Die Turnierverantwortlichen hatten an sechs Abschlägen die Teeboxen bis zu 40 Meter nach vorne verlegt - vielleicht, weil das Wetter schlechter vorhergesagt war, als es letztlich eintrat. Ein Umstand, der vor allen Dingen Helen Briem und ihren Caddie irritierte. Ein ums andere Mal sorgte der Blick ins Birdiebook auf dem Tee für Stirnrunzeln, da sich der Platz in den Proberunden komplett anders gespielt hatte. "Ich habe nur selten den Driver geschlagen, sondern immer wieder zum Eisen 4 gegriffen", erzählte die 19-Jährige nach der Runde. Obwohl der deutsche Shootingstar so nicht ihre Länge ausspielen konnte, beendete auch sie mit einer 68 die Runde und beeindruckte dabei mit großer Konstanz, Gefasstheit, Nervenstärke und einer klugen Strategie. An Loch 10 gestartet, leistete sie sich an der 12 einen Drei-Putt und verpasste an der 14 nach einem zu langen Abschlag das Up-and-Down, doch dies sollten die einzigen zwei Bogeys des Tages bleiben. Trotz immer wieder auftretenden kräftigen Schauern blieb sie konzentriert und nutze konsequent ihre Chancen aus. Überraschenderweise allerdings nicht auf den sechs Par 5s, die sie nur zwei unter Par spielte, sondern auf den Par 3 Löchern.

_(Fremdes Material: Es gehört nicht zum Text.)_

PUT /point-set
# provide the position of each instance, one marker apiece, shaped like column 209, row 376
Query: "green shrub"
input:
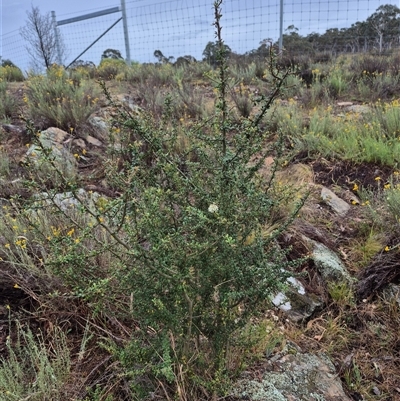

An der 17, der 2 und der 5 sicherte sich Briem, die über die Saison fast 82% ihrer Grüns in Regulation trifft, mit exzellenten Eisenschlägen und starken Putts drei Birdies. Doch es waren zwei andere, fast unscheinbare Momente, die zeigen wie sehr an diesem Wochenende mit ihr zu rechnen sein muss. An Loch 4 driftete ihr Drive nach rechts ins Wasserhindernis. Statt den Ball von dort zu spielen und eine schlechte Situation womöglich noch schlechter zu machen, nahm sie den Strafschlag in Kauf, legte ihren nächsten Schlag vor und schlug ihr Wedge anschließend 70cm an die Fahne und sicherte das Par. "Ich habe mein Putten und mein Spiel mit dem Wedge verbessert", fasste sie den Schlüssel ihres Erfolgs zusammen. Das andere auffällige in ihrem Spiel ist, dass sie trotz ihrer 19 Jahre nicht kopflos sondern mit einer ausgeklügelten Strategie an den Start geht. Das dritte Loch auf dem Nord Course ist ein kurzes Par 4, wo das Fairway durch einen Teich und einen Bunker zum Flaschenhals wird. Während ihre Mitspielerinnen hohes Risiko in Kauf nahmen, um den Ball dort zu platzieren, ließ sich Briem lieber einen längeren Schlag ins Grün und platzierte dafür den Abschlag auf den breiteren Part des Fairways.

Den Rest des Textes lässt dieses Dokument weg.